A Little Perspective, Please
This is becoming a music thread, instead of a Mac thread, but so be it...
We need some big picture perspective here. I am in the "Beatles Demographic" (fifty-something), and (surprise, surprise) I buy on iTunes. But I own all of the Beatles LPs AND all of the CDs, so their iTunes availability is not a factor for me. But this is not about whether my generation will buy the Beatles on iTunes, or whether the current generation will buy them, or whether they are relevant, boring, revolutionary or overrated. It is about making money selling music.
The fact is that their catalog will be extraordinarily valuable for many decades to come. Like it or not, they are legends. Don't take my word on that - just read the history books. And legends sell. In case you haven't checked, Duke Ellington has been dead for 30 years, but but people are still buying his music (there are around 4000 of his titles on iTunes - lots of duplicates, but still...). Hank Williams died in 1953, and he is on iTunes (maybe a few hundred tracks). Arturo Toscanini died over 50 years ago, and there are 600 of his recordings on iTunes.
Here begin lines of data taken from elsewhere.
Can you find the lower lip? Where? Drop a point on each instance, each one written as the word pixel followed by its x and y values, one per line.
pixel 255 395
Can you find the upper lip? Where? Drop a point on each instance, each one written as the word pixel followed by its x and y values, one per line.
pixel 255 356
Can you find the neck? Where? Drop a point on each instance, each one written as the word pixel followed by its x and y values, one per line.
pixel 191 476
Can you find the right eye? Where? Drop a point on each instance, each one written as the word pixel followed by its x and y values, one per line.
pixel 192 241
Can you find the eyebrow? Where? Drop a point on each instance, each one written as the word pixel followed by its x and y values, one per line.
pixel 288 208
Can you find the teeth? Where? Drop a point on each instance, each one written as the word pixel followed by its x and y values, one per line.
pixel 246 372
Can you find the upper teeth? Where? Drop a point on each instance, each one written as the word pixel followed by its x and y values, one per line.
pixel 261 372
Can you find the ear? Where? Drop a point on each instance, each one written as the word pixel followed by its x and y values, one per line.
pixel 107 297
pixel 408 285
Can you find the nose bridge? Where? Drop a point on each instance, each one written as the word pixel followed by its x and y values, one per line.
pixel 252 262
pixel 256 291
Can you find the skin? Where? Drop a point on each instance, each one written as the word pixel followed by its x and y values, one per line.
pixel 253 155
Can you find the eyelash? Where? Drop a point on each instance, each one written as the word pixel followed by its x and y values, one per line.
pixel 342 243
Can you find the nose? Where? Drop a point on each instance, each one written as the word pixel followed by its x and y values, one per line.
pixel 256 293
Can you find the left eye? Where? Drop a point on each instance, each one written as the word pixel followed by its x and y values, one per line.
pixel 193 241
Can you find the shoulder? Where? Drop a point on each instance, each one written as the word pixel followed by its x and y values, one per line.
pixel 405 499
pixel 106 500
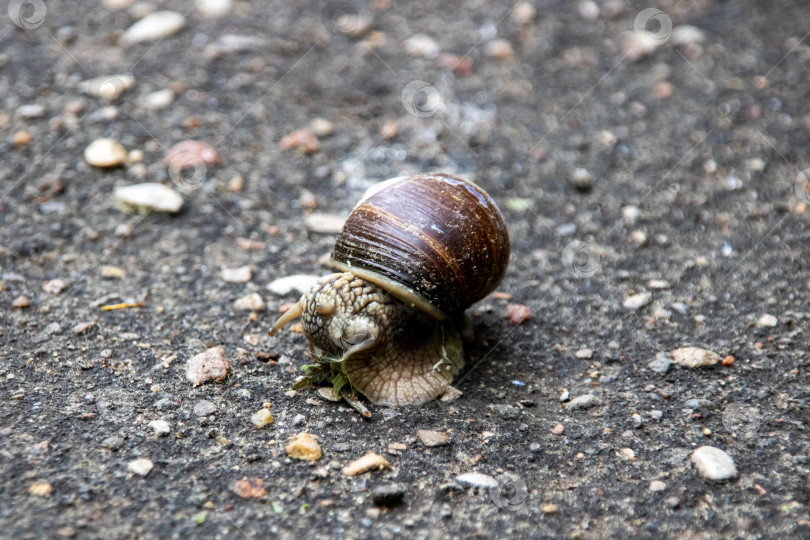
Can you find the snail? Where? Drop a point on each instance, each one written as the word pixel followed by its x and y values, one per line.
pixel 415 253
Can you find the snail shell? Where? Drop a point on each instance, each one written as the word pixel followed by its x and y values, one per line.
pixel 414 254
pixel 434 241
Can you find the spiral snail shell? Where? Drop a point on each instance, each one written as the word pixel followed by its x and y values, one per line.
pixel 413 255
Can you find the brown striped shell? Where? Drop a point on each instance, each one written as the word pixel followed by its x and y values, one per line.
pixel 435 241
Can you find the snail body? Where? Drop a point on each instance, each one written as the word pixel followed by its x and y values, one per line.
pixel 413 255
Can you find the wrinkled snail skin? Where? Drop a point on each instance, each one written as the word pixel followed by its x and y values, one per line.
pixel 414 255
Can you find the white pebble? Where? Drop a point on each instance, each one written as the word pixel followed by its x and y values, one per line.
pixel 141 467
pixel 692 357
pixel 250 302
pixel 105 153
pixel 34 110
pixel 107 87
pixel 713 464
pixel 160 427
pixel 324 223
pixel 477 480
pixel 154 26
pixel 297 282
pixel 213 8
pixel 140 198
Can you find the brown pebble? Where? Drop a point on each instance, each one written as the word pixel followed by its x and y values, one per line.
pixel 249 488
pixel 433 438
pixel 518 313
pixel 303 140
pixel 303 446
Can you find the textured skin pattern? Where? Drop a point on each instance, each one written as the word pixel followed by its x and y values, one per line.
pixel 389 353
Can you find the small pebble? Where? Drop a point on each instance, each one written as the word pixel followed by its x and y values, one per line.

Some of those recordings date back to the late 1920's, and have been issued on '78's, reissued on 45s, reissued over and over on vinyl, and then on CD, and now on digital downloads, AND PEOPLE ARE STILL BUYING THEM. They may not sell like Fergie, but they make money, because record companies are not charities, and don't release things that don't make a profit. Having the catalog of a legend is like having gold. Every generation is a new opportunity to sell these artists' work to new audience, and they will spend at least some money on them because they are legends. And you don't have to mount a multi-million dollar promotional campaign with billboards, magazine articles, Letterman appearances, and SuperBowl audience shots to convince people that they are stars. The history books do that for them.